Construction of gastric cancer prognostic signature based on the E26 transcription factor and the identification of novel oncogene ELK3.

作者信息

Liu Chenxi, Zhou Liqiang, Chen Zhiqing

机构信息

School of Optometry, Jiangxi Medical College, Nanchang University Nanchang 330006, Jiangxi, P. R. China.
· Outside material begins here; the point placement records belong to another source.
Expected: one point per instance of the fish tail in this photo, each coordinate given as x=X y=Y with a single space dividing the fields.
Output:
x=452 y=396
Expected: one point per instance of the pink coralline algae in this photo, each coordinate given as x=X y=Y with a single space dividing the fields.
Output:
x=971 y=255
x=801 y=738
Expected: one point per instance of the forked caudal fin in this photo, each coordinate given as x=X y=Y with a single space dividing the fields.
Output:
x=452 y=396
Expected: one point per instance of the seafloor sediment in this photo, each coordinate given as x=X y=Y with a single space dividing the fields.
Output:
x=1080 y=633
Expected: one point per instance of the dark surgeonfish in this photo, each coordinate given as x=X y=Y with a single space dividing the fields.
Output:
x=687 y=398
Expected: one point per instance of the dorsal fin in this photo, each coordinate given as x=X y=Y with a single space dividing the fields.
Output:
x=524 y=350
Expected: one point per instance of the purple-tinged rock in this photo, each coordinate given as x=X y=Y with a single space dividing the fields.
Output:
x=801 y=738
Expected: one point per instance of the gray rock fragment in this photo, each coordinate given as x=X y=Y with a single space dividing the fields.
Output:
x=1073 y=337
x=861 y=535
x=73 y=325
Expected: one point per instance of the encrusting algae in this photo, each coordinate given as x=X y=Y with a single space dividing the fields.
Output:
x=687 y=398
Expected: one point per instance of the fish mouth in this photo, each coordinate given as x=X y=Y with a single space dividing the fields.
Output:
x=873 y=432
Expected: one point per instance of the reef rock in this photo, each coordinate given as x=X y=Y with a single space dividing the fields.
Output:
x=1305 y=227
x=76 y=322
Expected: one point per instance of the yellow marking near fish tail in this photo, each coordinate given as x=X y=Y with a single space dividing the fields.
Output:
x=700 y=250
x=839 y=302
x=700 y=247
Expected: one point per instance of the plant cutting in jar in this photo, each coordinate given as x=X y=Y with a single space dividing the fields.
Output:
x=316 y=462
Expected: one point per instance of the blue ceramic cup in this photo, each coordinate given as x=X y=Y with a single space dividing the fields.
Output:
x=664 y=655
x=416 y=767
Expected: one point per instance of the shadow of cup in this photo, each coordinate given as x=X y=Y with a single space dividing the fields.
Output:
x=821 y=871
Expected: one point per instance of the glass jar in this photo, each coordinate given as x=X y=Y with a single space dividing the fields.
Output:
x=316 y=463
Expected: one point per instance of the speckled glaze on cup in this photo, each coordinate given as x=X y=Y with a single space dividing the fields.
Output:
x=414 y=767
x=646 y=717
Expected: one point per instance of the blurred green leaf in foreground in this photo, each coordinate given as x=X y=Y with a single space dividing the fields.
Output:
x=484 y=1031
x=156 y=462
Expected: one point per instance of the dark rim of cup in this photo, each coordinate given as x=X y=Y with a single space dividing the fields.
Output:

Department of General Surgery, The Second Affiliated Hospital, Jiangxi Medical College, Nanchang University Nanchang 330006, Jiangxi, P. R. China.

出版信息

Am J Cancer Res. 2024 Apr 15;14(4):1831-1849. doi: 10.62347/RVBP7871. eCollection 2024.

Abstract

The aim of the present study was to investigate the function of 29 E26 (ETS) transcription factor families in gastric cancer (GC) and determine their association with prognosis. Our analysis of the expression of the ETS family revealed that 28 genes were dysregulated in GC, and that their expression was associated with multiple clinicopathological features (P<0.05). Based on the expression signature of the ETS family, consensus clustering was performed to generate two gastric cancer subtypes. These subtypes exhibited differences in overall survival (OS, P = 0.161), disease-free survival (DFS, P<0.05) and GC grade (P<0.01). Functional enrichment analysis of the target genes associated with the ETS family indicated that these genes primarily contribute to functions that facilitate tumor progression. A systematic statistical analysis was used to construct a prognostic model related to OS and DFS in association with the ETS family. This model demonstrated that the maximum area under the curve (AUC) values for predicting OS and DFS were 0.729 and 0.670, respectively, establishing ETS as an independent prognostic factor for GC Furthermore, a nomogram was created from the prognostic signature, and its predictive accuracy was confirmed by a calibration curve. Finally, the expression and prognostic significance of the six genes comprising the model were also examined. Among these, ELK3 was found to be significantly overexpressed in GC clinical samples. Subsequent and studies verified that ELK3 regulates GC proliferation and metastasis, highlighting its potential as a therapeutic target for gastric cancer.

摘要

本研究的目的是探讨29个E26(ETS)转录因子家族在胃癌(GC)中的功能,并确定它们与预后的关系。我们对ETS家族表达的分析表明,28个基因在GC中表达失调,且其表达与多种临床病理特征相关(P<0.05)。基于ETS家族的表达特征,进行一致性聚类以生成两种胃癌亚型。这些亚型在总生存期(OS,P = 0.161)、无病生存期(DFS,P<0.05)和GC分级(P<0.01)方面存在差异。对与ETS家族相关的靶基因进行功能富集分析表明,这些基因主要促成促进肿瘤进展的功能。使用系统的统计分析构建与ETS家族相关的OS和DFS预后模型。该模型表明,预测OS和DFS的最大曲线下面积(AUC)值分别为0.729和0.670,确立ETS为GC的独立预后因素。此外,根据预后特征创建了列线图,并通过校准曲线证实了其预测准确性。最后,还检测了构成该模型的六个基因的表达及预后意义。其中,发现ELK3在GC临床样本中显著过表达。随后的研究证实ELK3调节GC的增殖和转移,突出了其作为胃癌治疗靶点的潜力。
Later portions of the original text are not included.